De Simone le immagina all’unisono nell’atto di aprire la finestra, la guerra è appena finita, le urla di gioia entrano prepotenti, il rintocco della campana e poi quell’attimo di sospensione che le tocca entrambe. Virginia Woolf nell’estate del 1918, prende il treno da Richmond, per raggiungere Mansfield su ad Hampstead street, e quegli incontri, senza mariti che per ragioni diverse sono assolutamente deprimenti, sono preziosi. Della scoperta della vulnerabilità di Mansfield, che comunque in fondo soffre per un mancato invito ad una festa. Di critica letteraria, di autori che amano o che detestano. A Mansfield basta un’immagine per riassumere l’arte di Woolf: volare sulla scrittura e sull’immaginazione “ci si libra sopra, ci si tuffa, la sfiora, ci vola meravigliosamente intorno – nell’acqua vede i mirabili riflessi che vedrebbe un uccello. Ma non in una maniera umana”. Dal canto suo Virginia Woolf sa che Mansfield è l’unica interlocutrice, l’unica che potrebbe fare quello che sta facendo lei, “perché non posso essere l’unica donna che sa scrivere?”.

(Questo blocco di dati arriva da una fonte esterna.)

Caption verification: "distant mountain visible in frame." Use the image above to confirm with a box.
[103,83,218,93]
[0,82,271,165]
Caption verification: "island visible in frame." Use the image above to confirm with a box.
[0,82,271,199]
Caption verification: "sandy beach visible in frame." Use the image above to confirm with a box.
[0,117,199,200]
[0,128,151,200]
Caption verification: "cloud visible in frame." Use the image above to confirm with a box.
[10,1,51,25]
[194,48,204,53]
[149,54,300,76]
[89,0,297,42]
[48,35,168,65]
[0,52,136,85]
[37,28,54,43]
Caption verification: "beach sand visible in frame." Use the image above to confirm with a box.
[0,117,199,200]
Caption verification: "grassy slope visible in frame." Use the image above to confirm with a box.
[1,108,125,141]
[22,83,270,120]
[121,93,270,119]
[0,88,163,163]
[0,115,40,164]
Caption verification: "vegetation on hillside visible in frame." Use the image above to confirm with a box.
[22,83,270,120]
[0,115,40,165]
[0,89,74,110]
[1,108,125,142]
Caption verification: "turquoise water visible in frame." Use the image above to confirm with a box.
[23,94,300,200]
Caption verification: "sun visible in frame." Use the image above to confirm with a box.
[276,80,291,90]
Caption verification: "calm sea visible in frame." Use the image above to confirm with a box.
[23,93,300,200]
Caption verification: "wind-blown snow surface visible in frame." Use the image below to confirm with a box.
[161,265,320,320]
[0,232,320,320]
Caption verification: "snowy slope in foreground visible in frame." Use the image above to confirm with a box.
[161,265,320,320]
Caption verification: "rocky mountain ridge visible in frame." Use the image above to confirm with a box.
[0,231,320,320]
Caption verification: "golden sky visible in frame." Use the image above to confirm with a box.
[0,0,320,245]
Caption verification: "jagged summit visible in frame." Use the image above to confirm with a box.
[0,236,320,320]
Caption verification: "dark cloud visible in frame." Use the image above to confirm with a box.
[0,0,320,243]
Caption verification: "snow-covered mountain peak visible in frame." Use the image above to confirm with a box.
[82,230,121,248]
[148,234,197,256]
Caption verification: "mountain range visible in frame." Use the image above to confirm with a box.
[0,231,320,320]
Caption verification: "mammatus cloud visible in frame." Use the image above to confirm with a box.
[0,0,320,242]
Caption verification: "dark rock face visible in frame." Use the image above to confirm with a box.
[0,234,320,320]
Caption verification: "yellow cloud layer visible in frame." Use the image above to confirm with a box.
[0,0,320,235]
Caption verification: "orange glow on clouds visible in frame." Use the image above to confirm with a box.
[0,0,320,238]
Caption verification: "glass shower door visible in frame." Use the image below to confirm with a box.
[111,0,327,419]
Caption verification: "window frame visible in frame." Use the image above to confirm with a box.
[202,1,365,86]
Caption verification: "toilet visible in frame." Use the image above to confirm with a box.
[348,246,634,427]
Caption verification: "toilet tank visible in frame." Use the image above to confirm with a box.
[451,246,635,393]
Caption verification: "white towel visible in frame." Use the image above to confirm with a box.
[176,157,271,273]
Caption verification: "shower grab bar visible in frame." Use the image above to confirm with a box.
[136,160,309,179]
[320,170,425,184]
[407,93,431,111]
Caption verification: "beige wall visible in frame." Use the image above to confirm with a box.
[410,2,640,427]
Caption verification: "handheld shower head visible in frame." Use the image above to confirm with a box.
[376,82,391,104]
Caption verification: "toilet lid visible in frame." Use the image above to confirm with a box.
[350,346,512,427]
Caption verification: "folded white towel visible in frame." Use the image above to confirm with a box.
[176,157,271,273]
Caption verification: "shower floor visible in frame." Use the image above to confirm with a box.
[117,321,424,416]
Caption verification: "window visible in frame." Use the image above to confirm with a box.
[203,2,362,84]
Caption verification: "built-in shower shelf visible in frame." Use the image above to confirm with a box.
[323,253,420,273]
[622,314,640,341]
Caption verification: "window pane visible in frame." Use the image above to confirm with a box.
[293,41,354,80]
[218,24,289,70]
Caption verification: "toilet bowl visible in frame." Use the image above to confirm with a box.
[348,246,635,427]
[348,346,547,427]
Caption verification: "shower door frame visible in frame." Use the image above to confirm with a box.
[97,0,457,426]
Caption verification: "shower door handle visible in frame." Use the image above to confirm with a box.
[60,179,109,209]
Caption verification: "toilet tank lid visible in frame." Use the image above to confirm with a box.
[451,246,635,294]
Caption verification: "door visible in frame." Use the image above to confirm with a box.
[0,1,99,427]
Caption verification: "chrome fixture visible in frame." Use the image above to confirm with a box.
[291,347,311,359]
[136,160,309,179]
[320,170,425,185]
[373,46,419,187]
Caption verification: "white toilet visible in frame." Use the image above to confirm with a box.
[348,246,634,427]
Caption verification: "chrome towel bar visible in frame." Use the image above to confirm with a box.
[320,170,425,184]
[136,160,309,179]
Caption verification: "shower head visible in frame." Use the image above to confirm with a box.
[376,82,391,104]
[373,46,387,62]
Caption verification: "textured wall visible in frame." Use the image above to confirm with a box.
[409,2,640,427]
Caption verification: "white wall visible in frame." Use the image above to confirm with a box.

Su quell’ora religiosa che hanno passato assieme su all’Elefante. Su un addio che si porta via l’estate, via Mansfield che è costretta a partire di nuovo stavolta per Sanremo. Mentre Mansfield è di nuovo sola, con Ida, la cui presenza è necessaria ed intollerabile, in una casetta scomoda fuori Sanremo, truffata, malata, incapace di scrivere, Woolf pubblica Notte e giorno, ha una casa, la Hogarth Press, e un marito che le stava vicino. Sul giudizio senza sconti di Mansfield a proposito di Night and Day, perché da Woolf Mansfield si aspettava altro, perché il mondo era cambiato, accidenti, e niente poteva essere più come prima, neanche il romanzo, che doveva esistere in un modo nuovo. Mansfield che comincia a guardare la vita dall’altra parte, dalla morte, dal distacco,  perché la malattia avanza. Woolf che, dopo un periodo di astinenza dalla scrittura, quasi di nausea, come un animale che cambia pelle, intuisce una nuova forma, quella dei romanzi a venire. Sulle primavere che ritornano assieme a Mansfield. Sull’esitazione di Virginia, chi farà il primo passo, quando Mansfield torna finalmente all’Elefante; ma il bisogno di vedersi e sentirsi dire la verità vince ogni esitazione. Sul ritmo della conversazione di Mansfield. Sul senso di vuoto di Woolf sui binari defunti di Victoria Station per non poter più parlare con lei perché Mansfield è partita di nuovo per Mentone. Sulla scrittura che si arresta e riprende. Sulla distanza tra Mansfield che con l’aiuto di Ida, mentre Murry la tradisce con la principessa Bibesco, fugge la morte, parte alla volta della Svizzera dove stanno sperimentando un vaccino, mentre Woolf è radicata nella sua quotidianità, fatta anche di stupide gelosie.

Poi, dopo la morte di Mansfield, nei sogni e negli intervalli della vita di Woolf quando quell’amicizia assieme a tutto il resto si fa come un faro che si guarda dall’altra riva del tempo, come una stanza chiusa con le sue emozioni e i suoi volumi intatti che solo la scrittura con le sue pennellate è capace di dilatare.